If you live in California then one question we all have is "when is the Big One due"?
A new report shows that it might be sooner than expected.
New research shows that major earthquakes have struck southern California far more frequently than previously thought -- and the next one could be just around the corner.
The study from geologists at the University of California Irvine and Arizona State University showed that massive quakes -- of magnitude 6.5 or greater -- have hit the region's San Andreas fault line at intervals of between 45 and 144 years.
With the last major earthquake in 1857, that means Southern California is overdue a massive quake.

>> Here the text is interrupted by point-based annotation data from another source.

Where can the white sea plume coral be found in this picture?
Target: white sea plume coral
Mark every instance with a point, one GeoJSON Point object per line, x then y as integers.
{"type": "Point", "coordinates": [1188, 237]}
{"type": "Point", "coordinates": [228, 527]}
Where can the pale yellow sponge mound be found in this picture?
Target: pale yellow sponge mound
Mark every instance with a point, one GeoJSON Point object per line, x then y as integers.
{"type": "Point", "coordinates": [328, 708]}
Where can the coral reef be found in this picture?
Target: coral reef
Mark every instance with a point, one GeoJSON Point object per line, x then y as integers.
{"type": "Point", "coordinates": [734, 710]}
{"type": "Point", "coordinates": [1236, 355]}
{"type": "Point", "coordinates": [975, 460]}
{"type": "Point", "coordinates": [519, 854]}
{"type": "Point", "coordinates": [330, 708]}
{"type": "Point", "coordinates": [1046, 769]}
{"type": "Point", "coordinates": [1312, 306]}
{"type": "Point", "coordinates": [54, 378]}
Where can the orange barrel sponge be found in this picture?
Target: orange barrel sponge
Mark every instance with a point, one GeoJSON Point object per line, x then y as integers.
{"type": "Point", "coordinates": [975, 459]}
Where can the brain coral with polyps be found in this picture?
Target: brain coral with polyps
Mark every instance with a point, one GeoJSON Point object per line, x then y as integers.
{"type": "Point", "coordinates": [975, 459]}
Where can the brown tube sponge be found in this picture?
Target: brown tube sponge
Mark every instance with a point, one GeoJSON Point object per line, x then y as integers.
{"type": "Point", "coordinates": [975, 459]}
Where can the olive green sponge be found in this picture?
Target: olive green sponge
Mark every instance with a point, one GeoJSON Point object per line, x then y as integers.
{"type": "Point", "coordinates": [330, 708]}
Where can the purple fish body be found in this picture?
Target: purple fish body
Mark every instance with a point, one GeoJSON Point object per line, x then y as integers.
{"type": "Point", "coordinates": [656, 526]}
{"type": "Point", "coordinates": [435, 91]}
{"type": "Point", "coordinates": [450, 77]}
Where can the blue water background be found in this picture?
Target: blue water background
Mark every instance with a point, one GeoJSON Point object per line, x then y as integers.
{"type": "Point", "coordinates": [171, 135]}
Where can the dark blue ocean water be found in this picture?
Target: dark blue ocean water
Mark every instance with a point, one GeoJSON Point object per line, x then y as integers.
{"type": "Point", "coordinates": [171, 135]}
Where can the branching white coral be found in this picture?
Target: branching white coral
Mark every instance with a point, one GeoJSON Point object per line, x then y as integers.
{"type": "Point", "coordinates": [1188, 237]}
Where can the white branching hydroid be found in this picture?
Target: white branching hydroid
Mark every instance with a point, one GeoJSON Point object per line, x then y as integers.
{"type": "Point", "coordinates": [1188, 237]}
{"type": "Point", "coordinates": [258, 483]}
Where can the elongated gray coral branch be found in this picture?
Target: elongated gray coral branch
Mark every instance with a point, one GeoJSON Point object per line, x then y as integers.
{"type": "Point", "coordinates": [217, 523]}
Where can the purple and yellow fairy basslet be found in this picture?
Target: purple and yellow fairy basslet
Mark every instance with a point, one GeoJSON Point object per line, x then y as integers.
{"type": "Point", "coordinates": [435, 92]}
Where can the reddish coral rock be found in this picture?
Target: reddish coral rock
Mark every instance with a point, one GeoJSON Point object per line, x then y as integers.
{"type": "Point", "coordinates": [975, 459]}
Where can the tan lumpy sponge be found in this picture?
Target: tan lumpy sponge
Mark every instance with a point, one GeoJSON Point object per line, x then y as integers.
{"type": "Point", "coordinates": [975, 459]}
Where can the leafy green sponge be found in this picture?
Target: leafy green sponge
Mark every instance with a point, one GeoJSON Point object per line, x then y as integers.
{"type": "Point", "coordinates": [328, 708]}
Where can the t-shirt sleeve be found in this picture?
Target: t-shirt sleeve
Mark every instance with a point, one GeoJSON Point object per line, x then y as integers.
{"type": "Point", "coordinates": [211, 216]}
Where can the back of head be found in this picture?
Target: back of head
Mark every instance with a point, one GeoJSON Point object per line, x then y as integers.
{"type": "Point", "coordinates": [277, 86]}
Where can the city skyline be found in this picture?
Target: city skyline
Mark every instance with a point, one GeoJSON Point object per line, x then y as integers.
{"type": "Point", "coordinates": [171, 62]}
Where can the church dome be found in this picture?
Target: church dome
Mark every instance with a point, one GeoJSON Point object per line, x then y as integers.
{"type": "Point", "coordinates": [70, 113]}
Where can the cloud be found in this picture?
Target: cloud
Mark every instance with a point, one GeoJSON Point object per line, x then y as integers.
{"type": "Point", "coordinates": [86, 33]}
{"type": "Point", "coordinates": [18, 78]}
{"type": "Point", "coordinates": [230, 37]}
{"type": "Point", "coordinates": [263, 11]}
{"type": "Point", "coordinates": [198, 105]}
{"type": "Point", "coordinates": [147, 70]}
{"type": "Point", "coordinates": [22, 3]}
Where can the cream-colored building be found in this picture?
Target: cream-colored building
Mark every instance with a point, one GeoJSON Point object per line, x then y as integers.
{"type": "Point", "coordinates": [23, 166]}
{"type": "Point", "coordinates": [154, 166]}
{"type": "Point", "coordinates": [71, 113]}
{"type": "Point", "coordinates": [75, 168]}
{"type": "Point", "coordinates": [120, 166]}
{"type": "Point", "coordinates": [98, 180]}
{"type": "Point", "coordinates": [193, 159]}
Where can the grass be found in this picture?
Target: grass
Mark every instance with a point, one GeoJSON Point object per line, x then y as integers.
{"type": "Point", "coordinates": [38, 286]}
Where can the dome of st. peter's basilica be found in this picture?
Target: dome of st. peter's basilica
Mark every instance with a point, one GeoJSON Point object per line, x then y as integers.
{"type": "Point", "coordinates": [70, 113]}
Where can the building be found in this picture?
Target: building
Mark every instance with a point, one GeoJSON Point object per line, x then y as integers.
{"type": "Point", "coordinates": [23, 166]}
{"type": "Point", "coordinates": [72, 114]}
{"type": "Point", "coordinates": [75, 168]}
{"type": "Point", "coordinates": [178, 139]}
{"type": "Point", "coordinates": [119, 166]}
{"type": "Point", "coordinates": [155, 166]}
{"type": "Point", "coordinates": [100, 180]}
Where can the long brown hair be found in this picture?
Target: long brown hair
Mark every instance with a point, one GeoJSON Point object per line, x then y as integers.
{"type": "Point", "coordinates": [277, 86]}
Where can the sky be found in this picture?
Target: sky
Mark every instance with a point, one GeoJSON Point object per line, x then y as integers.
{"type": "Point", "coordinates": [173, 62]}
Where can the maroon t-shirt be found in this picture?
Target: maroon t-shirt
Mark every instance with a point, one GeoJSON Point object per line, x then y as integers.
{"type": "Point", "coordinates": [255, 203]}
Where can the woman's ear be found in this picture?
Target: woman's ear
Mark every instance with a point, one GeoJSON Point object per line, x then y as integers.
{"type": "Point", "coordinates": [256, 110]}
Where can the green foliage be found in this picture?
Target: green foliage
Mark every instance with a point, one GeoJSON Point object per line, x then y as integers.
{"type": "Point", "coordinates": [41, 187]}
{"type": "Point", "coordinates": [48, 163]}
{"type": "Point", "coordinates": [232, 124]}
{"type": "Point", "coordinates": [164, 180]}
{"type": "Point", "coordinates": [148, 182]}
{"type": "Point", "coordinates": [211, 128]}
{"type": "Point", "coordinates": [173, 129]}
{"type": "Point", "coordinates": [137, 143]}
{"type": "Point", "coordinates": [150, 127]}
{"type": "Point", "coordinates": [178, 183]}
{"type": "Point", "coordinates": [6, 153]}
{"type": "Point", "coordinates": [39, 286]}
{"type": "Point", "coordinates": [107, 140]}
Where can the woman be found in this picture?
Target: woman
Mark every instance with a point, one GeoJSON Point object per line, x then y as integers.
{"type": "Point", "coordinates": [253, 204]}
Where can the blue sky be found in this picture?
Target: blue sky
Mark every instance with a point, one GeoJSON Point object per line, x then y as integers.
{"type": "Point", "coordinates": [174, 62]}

"The next earthquake could be sooner than later," Lisa Grant Ludwig, a UC Irvine earthquake expert and co-author of the study, told The Los Angeles Times. "It was thought that we weren't at risk of having another large one any time soon. Well, now, it might be ready to rupture."
Previously, experts that thought the quakes occurred once every 250 years to 450 years.
The team of scientists obtained their results by studying ancient charcoal samples in the Carrizo Plain portion of the San Andreas fault line.
The charcoal fragments during earthquakes, so dating the fragments can pinpoint the time of earthquakes. The results were published Friday in Geology, a journal.
A quake of just 7.8 magnitude -- less than the 1857 earthquake -- could spread chaos through some of California's biggest cities, including Los Angeles, according to a study by the state Emergency Management Agency.
"You would see buildings collapse, you'd see people trapped, you'd see roadways collapse. You'd see widespread destruction," Kelly Huston, assistant agency secretary for public and crisis communication, told Fox News.
The 1857 quake is known as the Fort Tejon quake, though it is believed to have originated in Parkfield, Calif. The earthquake tore south on the San Andreas fault for 200 miles, near the northern edge of what is now LA County, then headed east toward the Cajon Pass.
The shaking, which lasted between one minute and three minutes, was so powerful that the soil liquefied, causing trees to sink into the earth.
At the time, LA's population was a mere 4,000. Now it's 9.9 million.
The new information "puts the exclamation point" on the importance of residents and policymakers preparing for a major earthquake, Ludwig told Agence-France Presse.
Ludwig is in favor of policies mandating earthquake risk signs on unsafe buildings, and making inspectors in home-sale transactions reveal degrees of risk.
Still, not everyone is quite so alarmed by the study's findings. Morgan Page, a geophysicist with the United States Geological Society, told Fox News that more research needs to be done before the theories about the San Andreas quakes can be accepted as definitely true.
The study is ""rather controversial. Some people support the work, and some people think there may be problems with it," she told Fox News.